Smith’s face relaxed. As the smile faded, he gained several years. Not a young man, but cursed with the face of one. One of the other biochem professors had the same problem. A young face in a college town meant always being carded at the store and never being taken as seriously as your colleagues.
“You’re a very impressive man, Doctor Sorensen,” he said. “You’ve got more doctorate degrees than I’ve got years of education. Physiology. Neurology. Biochemistry. A forerunner in molecular nanotechnology and—”
“I know my own credentials.”
“From what I’ve read, you got cheated out of the Nobel prize last year.”
“It’s not about winning prizes,” I said. “Besides, the gene modification techniques Evans and the others developed are brilliant. They even helped my own work.”
“Of course,” Smith agreed with a polite nod. “You’ve received several grants from DARPA over the past twenty years. If I read the file right, your contract’s been renewed a record-breaking seven times. In fact,” he gave a forced chuckle, “you started working for the government just before my eighth birthday.”
“Can you please get to the point, Mr. Smith?”
The smile faltered again. “Well, doctor, the fact is they want to bring you on full time and put you in charge of—”
“Not interested.”
His face dropped. “You don’t even know which project I was going to say.”

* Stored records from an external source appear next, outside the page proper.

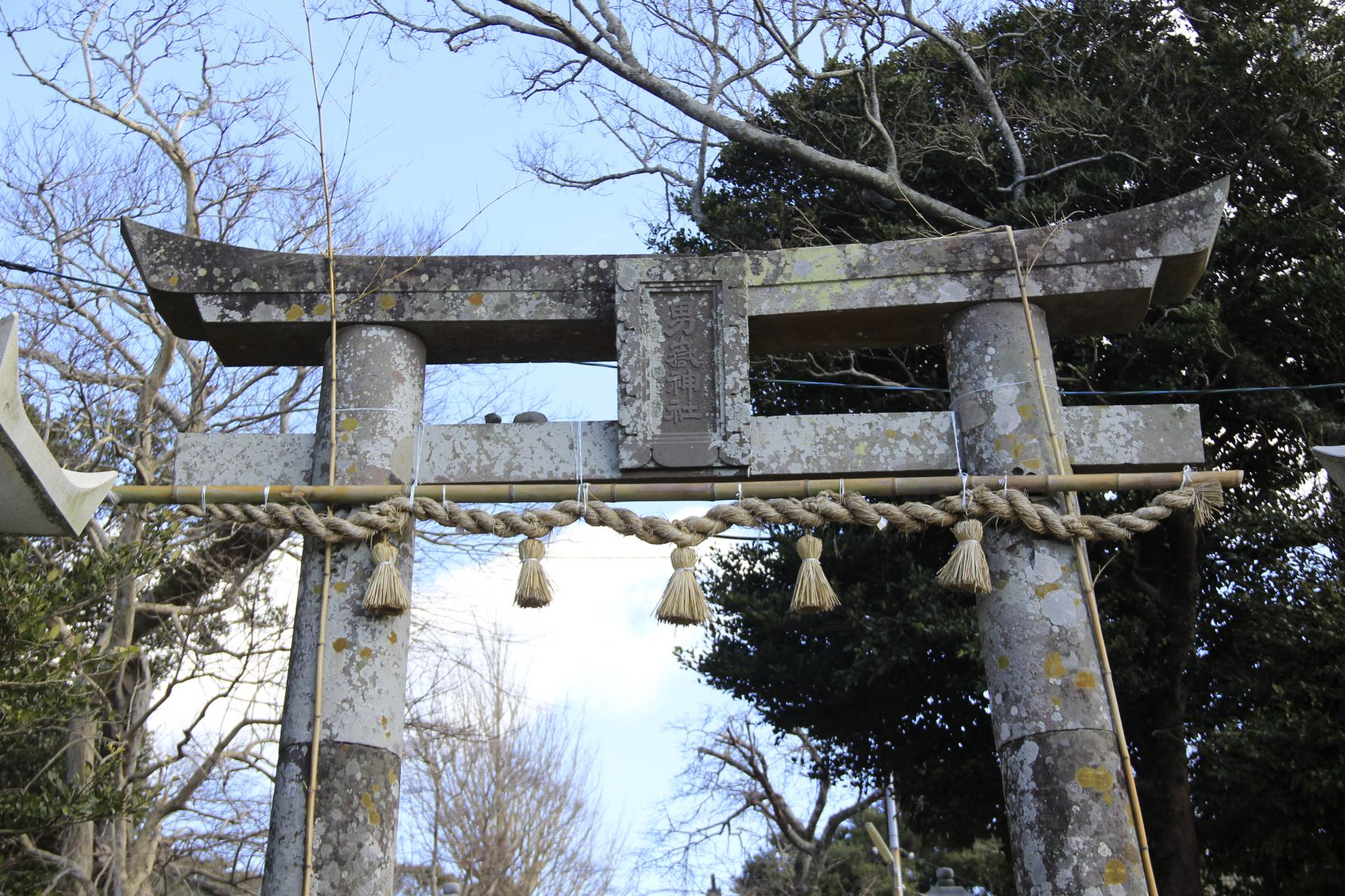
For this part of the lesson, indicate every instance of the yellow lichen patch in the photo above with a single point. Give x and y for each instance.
(1098, 780)
(1055, 666)
(366, 799)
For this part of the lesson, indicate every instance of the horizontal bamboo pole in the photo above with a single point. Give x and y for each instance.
(634, 491)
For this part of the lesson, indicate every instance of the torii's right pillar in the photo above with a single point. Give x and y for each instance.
(1070, 821)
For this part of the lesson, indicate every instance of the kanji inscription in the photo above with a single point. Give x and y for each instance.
(682, 364)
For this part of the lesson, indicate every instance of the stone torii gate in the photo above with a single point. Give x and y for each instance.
(681, 331)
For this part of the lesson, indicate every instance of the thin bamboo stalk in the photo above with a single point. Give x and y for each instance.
(636, 491)
(1086, 581)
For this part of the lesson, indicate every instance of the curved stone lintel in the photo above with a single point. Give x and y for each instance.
(1090, 276)
(41, 497)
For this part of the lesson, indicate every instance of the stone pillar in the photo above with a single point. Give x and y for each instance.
(1068, 814)
(381, 380)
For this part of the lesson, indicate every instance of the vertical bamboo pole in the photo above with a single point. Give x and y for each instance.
(1068, 820)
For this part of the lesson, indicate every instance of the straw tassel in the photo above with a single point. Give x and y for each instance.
(812, 592)
(1205, 498)
(968, 569)
(684, 604)
(534, 587)
(387, 594)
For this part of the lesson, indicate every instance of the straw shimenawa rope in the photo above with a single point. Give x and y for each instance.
(1009, 506)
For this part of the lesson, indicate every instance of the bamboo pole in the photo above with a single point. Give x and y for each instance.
(636, 491)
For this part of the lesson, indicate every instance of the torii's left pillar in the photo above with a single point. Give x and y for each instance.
(380, 392)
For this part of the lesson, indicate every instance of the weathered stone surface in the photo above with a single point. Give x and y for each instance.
(378, 401)
(682, 364)
(1090, 276)
(1113, 438)
(1068, 817)
(1333, 459)
(354, 821)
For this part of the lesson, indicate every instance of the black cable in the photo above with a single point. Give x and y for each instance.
(23, 268)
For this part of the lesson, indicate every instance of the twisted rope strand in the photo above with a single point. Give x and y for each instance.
(1008, 506)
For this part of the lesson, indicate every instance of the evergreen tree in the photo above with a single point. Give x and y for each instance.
(1227, 642)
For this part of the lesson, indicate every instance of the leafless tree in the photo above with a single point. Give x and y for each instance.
(672, 82)
(498, 790)
(740, 787)
(169, 112)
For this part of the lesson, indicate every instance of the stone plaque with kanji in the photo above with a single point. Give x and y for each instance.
(682, 364)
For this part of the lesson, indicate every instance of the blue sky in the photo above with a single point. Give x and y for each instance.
(430, 132)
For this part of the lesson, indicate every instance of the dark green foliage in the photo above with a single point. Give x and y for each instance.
(854, 870)
(48, 602)
(1227, 643)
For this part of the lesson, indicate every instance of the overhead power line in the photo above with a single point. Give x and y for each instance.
(23, 268)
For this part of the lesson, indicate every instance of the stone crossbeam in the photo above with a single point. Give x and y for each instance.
(1132, 439)
(1087, 276)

“It doesn’t matter,” I said. “I’m comfortable with my arrangement the way it is.”
“Are you sure?”
“Why wouldn’t I be?”
Smith reached out to the side. The man with the attaché case opened it and placed a file folder in the waiting hand. “You’ve seen some of the headlines, I’m guessing?” He walked past me to the table and spread out some clippings and printed articles.
THE MIGHTY DRAGON PATROLS LOS ANGELES
“APE MAN” STOPS ROBBERY
SHADOWY FIGURE HUNTS RAMPART DISTRICT CRIMINALS
I’d seen most of them before. A few of my grad students had been saving news stories and images for me since The Mighty Dragon had first appeared in June. I guessed we had twice as many articles as Smith did. Copies were on the flash drive, which reminded me to pick it up and drop it in my pocket. “Have you seen the ones about the electrical man up in Boston?” I asked him.